A good example is the case of war reparations. The Polish government demands from Germany six trillion euros in compensation for human and material losses suffered by Poland during the Second World War.
It does not acknowledge the repudiation of reparations by Poland in the 1950s, because it believes that Poland was fully dependent on the Soviet Union at the time.
The case is questionable legally, but first of all there is no suitable international court before which Poland could sue Germany.
Besides, it is known in advance that no reparations will be accepted by the German government because Poland has no instruments to force the Germans to do so.
So why does Poland provoke a conflict with its closest ally in Europe? Not to get money; because it is politically impossible.
This is about creating an image of an external enemy with which it will be possible to deny responsibility for all its own setbacks in the country.
Germany is a perfect fit for this role. Although Polish-German relations have improved dramatically in the past 30 years, the stereotype of the “bad German” is still strong among Poles who are prone to being frightened.
Poland’s only choice
Rebuilding Polish-German relations after the war was a very laborious task, but it is very easy to reverse this process of reconciliation.

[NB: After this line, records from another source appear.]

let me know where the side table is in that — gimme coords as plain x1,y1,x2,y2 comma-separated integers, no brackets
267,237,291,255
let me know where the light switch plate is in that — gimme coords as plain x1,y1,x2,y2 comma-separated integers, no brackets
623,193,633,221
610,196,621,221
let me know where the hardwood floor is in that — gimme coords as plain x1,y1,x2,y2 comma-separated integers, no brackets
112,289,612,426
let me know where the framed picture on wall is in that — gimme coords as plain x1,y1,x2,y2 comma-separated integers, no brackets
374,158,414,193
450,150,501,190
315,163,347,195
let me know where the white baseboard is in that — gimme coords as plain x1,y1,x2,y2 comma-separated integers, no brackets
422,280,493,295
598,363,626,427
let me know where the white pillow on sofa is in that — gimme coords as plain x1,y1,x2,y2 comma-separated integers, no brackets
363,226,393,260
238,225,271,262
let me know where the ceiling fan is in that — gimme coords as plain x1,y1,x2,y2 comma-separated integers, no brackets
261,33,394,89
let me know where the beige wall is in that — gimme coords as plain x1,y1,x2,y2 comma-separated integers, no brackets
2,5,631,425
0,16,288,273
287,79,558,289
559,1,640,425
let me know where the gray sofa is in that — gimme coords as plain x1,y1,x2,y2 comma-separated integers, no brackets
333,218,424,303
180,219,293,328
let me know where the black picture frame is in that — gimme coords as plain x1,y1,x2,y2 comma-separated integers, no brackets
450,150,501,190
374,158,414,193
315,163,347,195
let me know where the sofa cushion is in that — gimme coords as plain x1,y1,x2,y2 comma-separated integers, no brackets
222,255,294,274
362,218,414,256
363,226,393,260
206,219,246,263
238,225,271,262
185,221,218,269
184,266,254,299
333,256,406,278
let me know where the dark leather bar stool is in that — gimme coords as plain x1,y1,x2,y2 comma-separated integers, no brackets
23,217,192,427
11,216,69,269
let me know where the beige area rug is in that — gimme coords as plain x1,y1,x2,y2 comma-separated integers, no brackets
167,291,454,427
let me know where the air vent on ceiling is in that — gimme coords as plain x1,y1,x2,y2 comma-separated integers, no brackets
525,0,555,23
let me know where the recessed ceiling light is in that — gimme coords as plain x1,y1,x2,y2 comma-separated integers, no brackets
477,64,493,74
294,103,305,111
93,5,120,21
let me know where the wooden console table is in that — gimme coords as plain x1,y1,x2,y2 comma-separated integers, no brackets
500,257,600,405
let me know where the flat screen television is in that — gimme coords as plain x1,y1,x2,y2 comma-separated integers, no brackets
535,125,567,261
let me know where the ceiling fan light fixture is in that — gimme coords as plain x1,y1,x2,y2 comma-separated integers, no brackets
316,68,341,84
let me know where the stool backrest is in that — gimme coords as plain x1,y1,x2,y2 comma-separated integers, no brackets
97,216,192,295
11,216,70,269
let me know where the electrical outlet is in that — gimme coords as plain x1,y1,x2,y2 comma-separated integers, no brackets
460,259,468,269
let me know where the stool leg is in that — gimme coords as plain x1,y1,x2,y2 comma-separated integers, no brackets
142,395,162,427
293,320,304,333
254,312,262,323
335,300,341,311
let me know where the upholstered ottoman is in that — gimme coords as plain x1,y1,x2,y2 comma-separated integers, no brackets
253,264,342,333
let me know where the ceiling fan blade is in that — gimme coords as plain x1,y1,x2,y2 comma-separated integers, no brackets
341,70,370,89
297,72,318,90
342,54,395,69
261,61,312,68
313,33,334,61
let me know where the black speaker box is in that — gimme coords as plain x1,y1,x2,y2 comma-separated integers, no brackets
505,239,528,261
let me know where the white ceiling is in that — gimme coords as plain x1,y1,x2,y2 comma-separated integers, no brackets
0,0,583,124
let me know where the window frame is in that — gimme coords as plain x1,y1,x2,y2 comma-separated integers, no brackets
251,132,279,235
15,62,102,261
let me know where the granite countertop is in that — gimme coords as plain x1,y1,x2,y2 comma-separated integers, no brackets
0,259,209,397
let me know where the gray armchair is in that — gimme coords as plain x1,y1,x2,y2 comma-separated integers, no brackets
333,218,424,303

Yet this would be the greatest geopolitical folly of Poles. Poland cannot move itself to another part of the world. For hundreds of years it has lain invariably between two powers: Germany and Russia.
Russia, since Vladimir Putin took power, has become an authoritarian, anti-Western country that attacked Ukraine three years ago and is still dreaming of rebuilding its sphere of influence in Eastern Europe.
Poland then has only one option remaining -- Germany: the most peaceful in its own history, understanding the burden of its responsibility for the last war and seeing a key partner in Poland in building an integrated Europe. If Poland rejects an alliance with Germany, it may once again stand alone against Russian power someday in the future.
*Opinions expressed in this article are the author’s own and do not necessarily reflect the editorial policy of Anadolu Agency.